I have a strong fascination with body art. I have always been captivated by tattoos and to a lesser extent non traditional piercings. In part my interest stemmed from the stigma attached to both the disabled body and people who knowingly modified their body via tattoos. In the last twenty years society has experienced a veritable revolution in disability and body art. Today we people with a disability are protected by law, civil rights legislation known as the ADA. Indeed, we have had 40 years of progressive legislation all designed to empower people with disabilities. In body art, tattooing is now acknowledged to be a fine art. Tattoo artists and their customers are no longer restricted to bikers, sailors and other social outlaws. Today anyone and everyone seems to have at least one tattoo. I love this change and hate it at the same time. It is great people are more open to body art and always look forward to seeing art literally walk by me. However, I mourn the way tattooing has been commodified by television shows and mundane things like housewares and clothing . Likewise, some time I miss the old days when I fought an up hill and pitch battle for access and disability rights. Don't get me wrong, equal rights is still a battle for people with disabilities but an ever so polite one. How does tattooing and disability relate beyond the concept of stigma? How we perceive the body, the tattooed body, disabled body and modified body in the broadest sense of the term has undergone a radical transformation. We take for granted the incorporation of the body and technology. But how we define, value and perceive that technology is what captivates me. I think my wheelchair is the essence of cool. Others see it as the ultimate symbol of disability. I think my mother's prosthesis is also cool. Others look at the loss of a limb and not the technology that replaced it. This too adds a layer of complexity. The mixing of technology and the body, much of it from the health industrial complex is dependent upon how we value a given device. Cochlear implaints for instance are valued and an entire industry now exists around their usage. Do we value interpreters for the deaf? Not so much. How about hearing aides for the elderly. No this is not valued or covered by health insurance. Who cares if the elderly can communicate.

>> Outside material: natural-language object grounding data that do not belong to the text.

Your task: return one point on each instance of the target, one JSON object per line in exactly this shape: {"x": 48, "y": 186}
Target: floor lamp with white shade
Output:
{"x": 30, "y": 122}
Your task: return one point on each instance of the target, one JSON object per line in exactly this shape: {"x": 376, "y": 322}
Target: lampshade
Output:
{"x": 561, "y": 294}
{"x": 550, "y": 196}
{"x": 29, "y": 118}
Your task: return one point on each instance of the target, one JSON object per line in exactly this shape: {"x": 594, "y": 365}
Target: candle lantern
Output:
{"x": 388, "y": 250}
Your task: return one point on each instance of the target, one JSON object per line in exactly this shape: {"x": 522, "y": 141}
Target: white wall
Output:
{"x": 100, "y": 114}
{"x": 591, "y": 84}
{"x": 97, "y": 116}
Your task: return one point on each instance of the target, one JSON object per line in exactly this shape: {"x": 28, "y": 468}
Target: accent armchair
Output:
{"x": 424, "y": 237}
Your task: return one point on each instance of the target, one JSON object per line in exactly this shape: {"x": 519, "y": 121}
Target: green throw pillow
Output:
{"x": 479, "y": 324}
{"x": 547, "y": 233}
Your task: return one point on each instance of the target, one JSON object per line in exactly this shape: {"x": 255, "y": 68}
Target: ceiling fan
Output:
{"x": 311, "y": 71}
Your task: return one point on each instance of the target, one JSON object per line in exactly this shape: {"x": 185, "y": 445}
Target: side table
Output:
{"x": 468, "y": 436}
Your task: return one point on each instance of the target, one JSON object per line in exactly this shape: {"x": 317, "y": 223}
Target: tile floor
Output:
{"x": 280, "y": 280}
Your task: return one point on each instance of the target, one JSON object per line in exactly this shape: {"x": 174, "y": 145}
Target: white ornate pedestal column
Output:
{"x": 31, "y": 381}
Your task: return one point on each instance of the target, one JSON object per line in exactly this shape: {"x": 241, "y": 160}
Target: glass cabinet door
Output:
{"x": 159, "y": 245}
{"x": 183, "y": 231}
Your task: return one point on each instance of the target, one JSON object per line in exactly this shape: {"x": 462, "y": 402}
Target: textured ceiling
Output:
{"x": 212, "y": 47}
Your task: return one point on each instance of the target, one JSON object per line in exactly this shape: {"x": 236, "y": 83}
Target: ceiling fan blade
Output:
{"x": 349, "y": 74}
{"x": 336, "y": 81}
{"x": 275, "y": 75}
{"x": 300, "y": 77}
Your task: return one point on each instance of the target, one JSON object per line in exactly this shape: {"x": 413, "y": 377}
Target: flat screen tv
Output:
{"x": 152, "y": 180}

The thoughts above were prompted by a post by Wheelchair Dancer on February 27 entitled Crip Anatomies. She wrotte:
"I am beginning to be disturbed by the almost universal insistence that my body, my flesh body that is, disappears when I gain an assistive technology body part. I would rather begin to investigate myself and my movement potential as a kind of hydra. And I do mean hydra instead of cyborg. In cyborgs, the mechanical and the fleshly are distinct but fused into one humanoid and recognizably humanoid organism. There's no excess; technology replaces the flesh bits. Hydras seem to allow for the possibility of the technical and the flesh to continue to exist together, even if they organism they jointly create is now akin to that which traditionally has been relegated to the category of freak or monster."
I love the idea of hydras. Something about cyborgs have always bothered me. Perhaps it is my horror of Star Trek Borg like organisms or cyborgs from the Terminator movies or if you want to go farther back to Frankenstein. The essence of these cyborgs was the destruction of the creatures humanity. In some ways my wheelchair does the exact same thing--it destroys my humanity because all people seem to notice is the wheelchair and not the human using it. Hydras seem to incorporate both the human and technological component. Rather than seeing a freak or monster I see a unique human being, one that has done what we human beings have always done--adapt. I am paralyzed and I have adapted via my wheelchair. Blind people adapt via use of a guide dog. These sort of observations could go on and on. The point is we as a people have melded technology and the human body in ways never dreamed possible 20 years ago--roughly when the ADA was passed into law. What we are slow to change is not technology but how we perceive those advances and inventions. It is here where the problems lies. We value cell phones, computers, the internet, televisions and gaming platforms. One can access these technologies with ease. Why our choices are diverse and as varied as the colors of a rainbow. How important is this technology? Our economy would crumble without it. Now try and access the usage of a wound vacuum such as the one I used or purchase a wheelchair. All of sudden our choices are severely limited. Wound vacuums are not covered by insurance. Wheelchairs are covered but you get a stripped down model that will last a year or two. And we are talking about high priced items. Wheelchair can easily top $8,000 to $10,000 and more. Try and service a wheelchair in less than 24 hours and you are out luck. What happens if yoru cell phone or computer breaks? It can be serviced or replaced at a host of places. Just today I saw that happen when I bought a fancy new cell phone. This to me is an obvious social issue. One that requires a social revolution comparable to the technological revolution that has already taken place. I for one hope to see more hydras working on the problem.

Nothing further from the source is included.